CT-M: Usable Security for Digital Home Storage

This project explores an architecture, mechanisms, and interfaces for helping users manage access control in the digital home. The home is a challenging, yet critical, target for usable security. It requires abstractions that are intuitive for laypeople, interfaces that allow users to manipulate those abstractions, and access-control and storage infrastructure that can support the abstractions. Without a holistic, usable approach to access-control management, adoption of new technology in the home will be slowed and there will be no effective data security once the transition inevitably occurs. Based on their early experiences with home storage, the PIs seek to adapt and integrate:

1. the semantic query as an abstraction for describing a set of files to which a specific policy applies;
2. the Expandable Grid as a visual interaction technique for creating, editing, and viewing security policies;
3. logic-based access control as a rigorous foundation for specifying and implementing policies.

User studies, surveys, and test deployments are a core component of the project; they are used to discover needs of users in the digital home and users' ability to effectively apply approaches developed. The project has several forms of impact.

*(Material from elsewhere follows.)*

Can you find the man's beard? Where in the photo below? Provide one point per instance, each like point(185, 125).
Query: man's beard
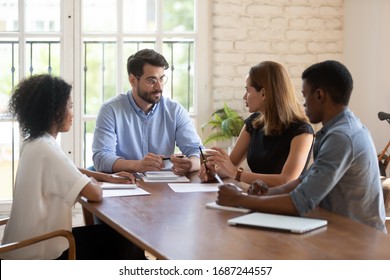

First, it develops tools and techniques that can significantly simplify the use of access control in the digital home. Second, it increases understanding of user behavior and access-control needs in the emerging home storage environment. Third, it enhances education at CMU and elsewhere, as new insights are embedded into storage systems, distributed systems, and computer security classes taught by the PIs.

Lujo Bauer

Lujo Bauer is an Associate Professor in the Electrical and Computer Engineering Department and in the Institute for Software Research at Carnegie Mellon University. He received his B.S. in Computer Science from Yale University in 1997 and his Ph.D., also in Computer Science, from Princeton University in 2003.

Dr. Bauer's research interests span many areas of computer security and privacy, and include building usable access-control systems with sound theoretical underpinnings, developing languages and systems for run-time enforcement of security policies on programs, and generally narrowing the gap between a formal model and a practical, usable system. His recent work focuses on developing tools and guidance to help users stay safer online and in examining how advances in machine learning can lead to a more secure future.

Dr. Bauer served as the program chair for the flagship computer security conferences of the IEEE (S&P 2015) and the Internet Society (NDSS 2014) and is an associate editor of ACM Transactions on Information and System Security.